At the same time, I would like to reach some closure on the question at hand by addressing the question. Mr. Lucas, I would like to ask that if the article you wrote was a copy of mine that you please come forward (even in private email, your privacy will be respected) and let me know. I won't sue. If there was an exchange of money in the transaction, I would ask that it be donated to a good cause, for example the Electronic Frontier Foundation. (It seems appropriate here.) I would be willing to match your donation, effectively doubling it. Let's get this unfortunate question behind us now and work again towards a goal which I believe that we both can agree on: spreading the word of Linux.

And finally, I would like to thank BarraPunto for bringing this all to my attention and inspiring me to think on the nature of writing today. The importance of these issues cannot be understated. An artist's work should never be taken without permission. When it is, it is often up to groups like your own to bring attention to these issues and help to right the wrongs that have been done. I would also like to apologize to BarraPunto for not responding more promptly and for responding somewhat "sideways", not issuing a response directly to the question but rather being a little bit more public about it. I believe that the most good can be done by opening this up to the public.

Thanks,

Joe Pranevich

Linux Writing Person

(Please feel free to reproduce or translate this work as appropriate.)

[ Table of Links ]

BarraPunto - http://www.barrapunto.com

BarraPunto's "Miradero" Section - http://www.barrapunto.com/miradero/index.shtml

BarraPunto Article "Asombrosos parecidos" ("Astonishing Resemblances") - http://www.barrapunto.com/miradero/100/05/10/2034205.shtml

"Wonderful World of Linux 2.4" - http://linuxtoday.com/news_story.php3?ltsn=2000-05-13-003-04-NW-LF-KN

(I recommend the translation engine at espanol.lycos.com/traduccion as these pages are too large for Babelfish. Yes, this is probably a plug.)

[ Text of BarraPunto's Email to Me Starting All This Mess ]

Dear Mr Joseph Pranevich,

Concerning your article "Wonderful World of Linux 2.4", BarraPunto (a Spanish Slashdot-like), has found another article in a Spanish magazine which seems to be a literal translation of it.

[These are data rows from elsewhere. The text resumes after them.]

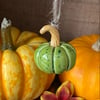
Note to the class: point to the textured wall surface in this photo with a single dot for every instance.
(78, 17)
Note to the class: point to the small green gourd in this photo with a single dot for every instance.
(55, 56)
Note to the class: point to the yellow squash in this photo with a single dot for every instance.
(20, 79)
(85, 75)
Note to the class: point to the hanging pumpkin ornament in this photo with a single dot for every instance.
(20, 79)
(56, 56)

On issue 10 (Year 2), Spanish magazine Linux Actual published an article signed by Ne'stor Lucas in which neither you nor your "Wonderful World of Linux 2.4" were mentioned, even though we have found so many similarities with it we'd say it is a word by word translation of your work.

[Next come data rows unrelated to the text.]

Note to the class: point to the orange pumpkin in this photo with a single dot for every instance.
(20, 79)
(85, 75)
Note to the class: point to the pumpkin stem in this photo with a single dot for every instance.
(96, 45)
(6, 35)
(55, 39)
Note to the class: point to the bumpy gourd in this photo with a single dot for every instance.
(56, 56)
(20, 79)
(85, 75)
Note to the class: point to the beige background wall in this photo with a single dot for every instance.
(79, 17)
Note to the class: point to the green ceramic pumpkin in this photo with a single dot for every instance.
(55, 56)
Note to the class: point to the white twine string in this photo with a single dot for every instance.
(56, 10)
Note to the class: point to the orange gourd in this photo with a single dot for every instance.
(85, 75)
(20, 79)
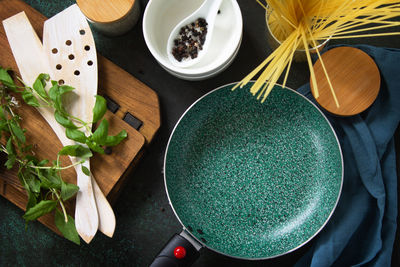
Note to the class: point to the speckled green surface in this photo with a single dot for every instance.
(253, 180)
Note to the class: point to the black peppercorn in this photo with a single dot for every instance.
(190, 40)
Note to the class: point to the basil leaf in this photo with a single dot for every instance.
(2, 115)
(10, 147)
(43, 163)
(6, 79)
(76, 151)
(64, 121)
(100, 135)
(18, 132)
(40, 84)
(30, 99)
(99, 109)
(43, 207)
(55, 96)
(85, 170)
(116, 139)
(95, 147)
(68, 190)
(68, 229)
(76, 135)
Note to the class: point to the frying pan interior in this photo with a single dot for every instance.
(253, 180)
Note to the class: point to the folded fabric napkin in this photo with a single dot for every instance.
(362, 230)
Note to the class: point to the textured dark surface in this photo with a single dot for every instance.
(144, 219)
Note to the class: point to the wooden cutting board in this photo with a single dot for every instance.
(132, 106)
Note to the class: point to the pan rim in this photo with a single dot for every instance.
(256, 258)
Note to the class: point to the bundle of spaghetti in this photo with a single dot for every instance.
(305, 24)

Unfortunately, this kind of practices are being repeated quite often recently. We think they are bad for Free Software, technical writers, technical magazines and, specially, technical readers, so we want to disclose them to our readers.

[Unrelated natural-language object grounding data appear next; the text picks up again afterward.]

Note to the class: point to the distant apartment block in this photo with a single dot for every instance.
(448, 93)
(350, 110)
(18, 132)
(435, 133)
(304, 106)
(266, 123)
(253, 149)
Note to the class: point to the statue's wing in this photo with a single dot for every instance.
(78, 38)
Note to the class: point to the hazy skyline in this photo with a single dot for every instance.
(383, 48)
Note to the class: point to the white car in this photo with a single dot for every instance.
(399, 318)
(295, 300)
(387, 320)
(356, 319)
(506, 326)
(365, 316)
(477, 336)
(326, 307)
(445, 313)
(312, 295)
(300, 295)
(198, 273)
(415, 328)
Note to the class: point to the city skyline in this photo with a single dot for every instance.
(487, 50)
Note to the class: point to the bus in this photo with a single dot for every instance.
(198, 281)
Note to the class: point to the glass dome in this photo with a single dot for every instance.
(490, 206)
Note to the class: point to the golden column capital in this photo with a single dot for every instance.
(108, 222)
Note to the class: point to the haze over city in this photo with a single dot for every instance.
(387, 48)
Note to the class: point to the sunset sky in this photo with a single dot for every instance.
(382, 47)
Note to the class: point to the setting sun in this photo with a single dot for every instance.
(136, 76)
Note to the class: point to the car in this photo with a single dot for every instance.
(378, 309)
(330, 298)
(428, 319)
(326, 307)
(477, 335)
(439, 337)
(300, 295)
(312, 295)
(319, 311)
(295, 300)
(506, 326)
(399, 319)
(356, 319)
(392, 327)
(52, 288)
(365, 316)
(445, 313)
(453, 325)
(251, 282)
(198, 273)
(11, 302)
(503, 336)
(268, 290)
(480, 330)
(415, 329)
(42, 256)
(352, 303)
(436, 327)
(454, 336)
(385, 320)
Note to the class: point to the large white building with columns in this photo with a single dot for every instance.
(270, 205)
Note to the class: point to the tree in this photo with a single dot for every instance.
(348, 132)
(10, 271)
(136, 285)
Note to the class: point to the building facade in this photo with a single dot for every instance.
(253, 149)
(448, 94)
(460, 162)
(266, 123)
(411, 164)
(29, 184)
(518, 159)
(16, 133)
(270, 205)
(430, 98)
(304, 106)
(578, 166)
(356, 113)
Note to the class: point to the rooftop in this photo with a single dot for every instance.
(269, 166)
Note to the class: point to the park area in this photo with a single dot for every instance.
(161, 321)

To do so, we have published a thorough comparison between "Wonderful World of Linux 2.4" and "Las novedades de Linux 2.4" in the following URL: http://www.barrapunto.com/miradero/100/05/10/2034205.shtml

Simultaneously, we have sent mails to Ne'stor Lucas, Linux Actual and yourself, in order to give everyone the opportunity to speak. If you want to, you can post your comments in the above URL or, if you prefer, you can reply to this mail. However, please keep in mind BarraPunto might decide to publish your mails in whole or in part.